One other thought on this. Would we ever expect the length value to
change? For many of these I wonder if we shouldn't just return an
error in the case that there isn't enough space to store the test
results.

It might make sense to look at adding a return of ENOSPC or EFBIG when
we encounter a size difference where our output is too big for the
provided userspace buffer. At least with that we are not losing data.

> >
> >> @@ -1915,7 +1915,8 @@ static int ethtool_self_test(struct net_device *dev, char __user *useraddr)
> >> if (copy_to_user(useraddr, &test, sizeof(test)))
> >> goto out;
> >> useraddr += sizeof(test);
> >> - if (copy_to_user(useraddr, data, array_size(test.len, sizeof(u64))))
> >> + if (test.len &&
> >> + copy_to_user(useraddr, data, array_size(test.len, sizeof(u64))))
> >> goto out;
> >> ret = 0;
> >>
> >
> > I don't believe this is adding any value.
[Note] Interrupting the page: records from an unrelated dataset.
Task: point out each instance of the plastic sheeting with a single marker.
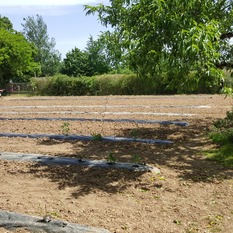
(51, 160)
(85, 138)
(101, 120)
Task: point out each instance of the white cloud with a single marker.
(49, 2)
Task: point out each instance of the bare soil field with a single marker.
(190, 194)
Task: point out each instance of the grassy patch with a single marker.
(222, 155)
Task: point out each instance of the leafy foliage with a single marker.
(76, 63)
(35, 30)
(174, 36)
(92, 61)
(16, 56)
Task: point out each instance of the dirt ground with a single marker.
(191, 194)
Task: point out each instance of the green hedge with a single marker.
(122, 84)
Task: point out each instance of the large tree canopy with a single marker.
(16, 53)
(35, 30)
(174, 36)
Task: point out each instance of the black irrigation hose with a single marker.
(12, 220)
(52, 160)
(85, 138)
(101, 120)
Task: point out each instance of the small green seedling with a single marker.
(111, 158)
(134, 133)
(65, 128)
(97, 137)
(136, 159)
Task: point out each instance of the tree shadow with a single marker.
(185, 156)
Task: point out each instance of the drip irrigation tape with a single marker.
(101, 120)
(85, 138)
(52, 160)
(104, 106)
(101, 113)
(12, 220)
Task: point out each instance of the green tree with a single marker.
(97, 59)
(75, 63)
(6, 23)
(174, 36)
(16, 56)
(113, 50)
(35, 30)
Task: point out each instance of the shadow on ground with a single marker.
(185, 157)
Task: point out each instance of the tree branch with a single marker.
(226, 35)
(224, 64)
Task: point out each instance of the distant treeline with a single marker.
(115, 84)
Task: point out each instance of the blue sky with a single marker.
(65, 19)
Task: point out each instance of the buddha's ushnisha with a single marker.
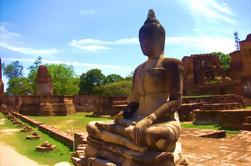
(150, 120)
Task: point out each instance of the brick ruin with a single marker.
(44, 86)
(240, 68)
(202, 69)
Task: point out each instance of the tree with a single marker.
(112, 78)
(225, 60)
(65, 81)
(19, 86)
(12, 70)
(90, 82)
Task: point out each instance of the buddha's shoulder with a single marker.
(139, 67)
(171, 63)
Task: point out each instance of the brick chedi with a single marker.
(1, 82)
(241, 66)
(45, 103)
(44, 85)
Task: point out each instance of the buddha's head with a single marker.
(152, 36)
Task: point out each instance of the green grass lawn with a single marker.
(77, 120)
(248, 106)
(27, 147)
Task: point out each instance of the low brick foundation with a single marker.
(64, 137)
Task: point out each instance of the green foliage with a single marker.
(64, 79)
(27, 147)
(225, 60)
(121, 88)
(12, 70)
(90, 82)
(33, 72)
(19, 86)
(113, 78)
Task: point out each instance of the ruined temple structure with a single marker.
(44, 86)
(200, 69)
(240, 68)
(204, 75)
(1, 82)
(45, 103)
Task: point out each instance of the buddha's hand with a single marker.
(139, 129)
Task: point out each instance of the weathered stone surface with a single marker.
(44, 85)
(234, 151)
(1, 83)
(225, 118)
(215, 134)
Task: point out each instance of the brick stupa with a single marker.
(44, 86)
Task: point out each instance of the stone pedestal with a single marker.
(100, 153)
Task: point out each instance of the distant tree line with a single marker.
(65, 81)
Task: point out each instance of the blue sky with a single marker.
(103, 34)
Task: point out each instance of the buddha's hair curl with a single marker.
(152, 27)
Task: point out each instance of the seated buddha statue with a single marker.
(148, 129)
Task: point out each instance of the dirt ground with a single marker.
(231, 151)
(8, 156)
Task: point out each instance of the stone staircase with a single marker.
(246, 125)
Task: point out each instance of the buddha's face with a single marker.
(151, 46)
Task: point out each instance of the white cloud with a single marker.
(74, 63)
(12, 41)
(29, 51)
(211, 10)
(94, 45)
(203, 43)
(87, 12)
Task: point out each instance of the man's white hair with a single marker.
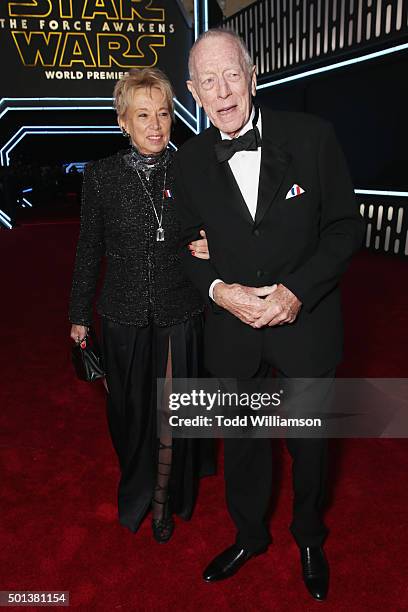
(218, 32)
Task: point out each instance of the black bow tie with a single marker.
(250, 141)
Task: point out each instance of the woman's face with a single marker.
(148, 121)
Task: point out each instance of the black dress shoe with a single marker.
(227, 563)
(315, 571)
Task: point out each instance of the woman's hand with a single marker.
(78, 333)
(199, 248)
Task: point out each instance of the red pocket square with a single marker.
(294, 191)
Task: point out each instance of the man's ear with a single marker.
(193, 92)
(253, 81)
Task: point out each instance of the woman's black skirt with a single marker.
(134, 357)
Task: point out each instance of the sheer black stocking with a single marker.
(162, 520)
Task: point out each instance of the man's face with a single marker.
(221, 83)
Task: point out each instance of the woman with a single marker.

I wouldn't bother with
> > checking for lengths of 0.
> >
>
> Yes, we already checked the data ptr is not NULL, so we don't need checking test.len.
> I'll remove it in v2.
>
> >> @@ -1940,10 +1941,10 @@ static int ethtool_get_strings(struct net_device *dev, void __user *useraddr)
> >> return -ENOMEM;
> >> WARN_ON_ONCE(!ret);
> >>
> >> - gstrings.len = ret;
> >> + gstrings.len = min_t(u32, gstrings.len, ret);
> >>
> >> if (gstrings.len) {
> >> - data = vzalloc(array_size(gstrings.len, ETH_GSTRING_LEN));
> >> + data = vzalloc(array_size(ret, ETH_GSTRING_LEN));
> >> if (!data)
> >> return -ENOMEM;
> >>
> >
> > Same here. We should be using the returned value for the allocations
> > and tests, and then doing the min adjustment after the allocationis
> > completed.
> >
>
> gstrings.len = min_t(u32, gstrings.len, ret); // adjusting
>
> if (gstrings.len) { // checking the adjusted gstrings.len can avoid unnecessary vzalloc and __ethtool_get_strings()
> vzalloc(array_size(ret, ETH_GSTRING_LEN)); // **ret** for kernel memory, rather than adjusted lenght
>
> At last, adjusted gstrings.len for copy to user

I see what you are talking about now.

> >> @@ -2055,9 +2056,9 @@ static int ethtool_get_stats(struct net_device *dev, void __user *useraddr)
> >> if (copy_from_user(&stats, useraddr, sizeof(stats)))
> >> return -EFAULT;
> >>
> >> - stats.n_stats = n_stats;
> >> + stats.n_stats = min_t(u32, stats.n_stats, n_stats);
> >>
> >> - if (n_stats) {
> >> + if (stats.n_stats) {
> >> data = vzalloc(array_size(n_stats, sizeof(u64)));
> >> if (!data)
> >> return -ENOMEM;
> >
> > Same here. We should be using n_stats, not stats.n_stats and adjust
> > before you do the final copy.
> >
> >> @@ -2070,7 +2071,8 @@ static int ethtool_get_stats(struct net_device *dev, void __user *useraddr)
> >> if (copy_to_user(useraddr, &stats, sizeof(stats)))
> >> goto out;
> >> useraddr += sizeof(stats);
> >> - if (n_stats && copy_to_user(useraddr, data, array_size(n_stats, sizeof(u64))))
> >> + if (stats.n_stats &&
> >> + copy_to_user(useraddr, data, array_size(stats.n_stats, sizeof(u64))))
> >> goto out;
> >> ret = 0;
> >>
> >
> > Again. I am not sure what value is being added. If n_stats is 0 then I
> > am pretty sure this will do nothing anyway.
> >
>
> Not really no, n_stats is returned value, and stats.n_stats is adjusted value,
> if the adjusted stats.n_stats is 0, we avoid memory allocation and setting data ptr
> to NULL, copy_to_user() with NULL ptr maybe cause warn log.

I see now. So data is NULL if stats.n_stats is 0.